Par Nadège Cordier
Ce n’est pas tous les jours que l’on parle de Jules Barbey d’Aurevilly. En 1882, il presse son éditeur, Alphonse Lemerre, de publier dans son intégralité le feuilleton qu’il vient de faire paraître du 5 au 22 juin dans Gil Blas – qui n’avait d’ailleurs pas manqué de profiter de la renommée de l’auteur pour tâcher de gonfler ses ventes en séduisant ainsi ses lecteurs : « Prochainement, Gil Blas, toujours à la recherche des nouveautés et des surprises littéraires qui ont justifié sa réputation et son succès, aura le plaisir d’offrir à la lecture l’œuvre inédite d’un des grands écrivains de ce temps. M. Barbey d’Aurevilly a promis à Gil Blas une de ces ‘nouvelles’ aussi dramatiques qu’originales où il est passé maître. C’est une bonne fortune exceptionnelle pour Gil Blas et pour ses nombreux lecteurs. La collaboration de M. Barbey d’Aurevilly est si précieuse et si rare que nous la considérons comme un véritable événement littéraire ».

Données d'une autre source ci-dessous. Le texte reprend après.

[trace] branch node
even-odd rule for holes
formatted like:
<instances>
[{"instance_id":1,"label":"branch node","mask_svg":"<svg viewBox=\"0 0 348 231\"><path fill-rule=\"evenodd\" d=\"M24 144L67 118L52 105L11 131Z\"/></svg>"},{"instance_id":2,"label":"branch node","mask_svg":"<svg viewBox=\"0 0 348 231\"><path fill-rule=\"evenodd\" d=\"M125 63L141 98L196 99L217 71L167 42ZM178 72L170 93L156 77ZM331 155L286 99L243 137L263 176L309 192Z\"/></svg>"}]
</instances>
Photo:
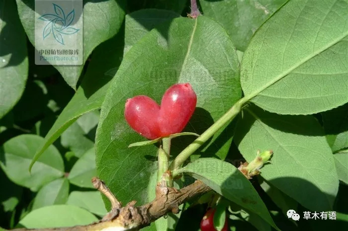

Le succès d’Une histoire sans nom va être considérable. Tous les volumes qui paraissent en septembre 1882 sont épuisés en seulement quatre jours si bien que Lemerre, émerveillé, en commande un nouveau tirage, supérieur au précédent. Barbey d’Aurevilly écrira à une amie : « Pendant que je passe mon mois à Valognes, Une histoire sans nom fait un bruit du diable à Paris ». Et de nouveaux tirages sont sans cesse recommandés, « on est à la quatrième édition et on en demande toujours » précise-t-il dans une lettre datée du 27 octobre 1882, ajoutant que « même les journaux, malgré la haine qu’ils me portent et que je mérite bien par mon mépris pour eux, clabaudent sur la beauté du livre et me reconnaissent enfin du talent ».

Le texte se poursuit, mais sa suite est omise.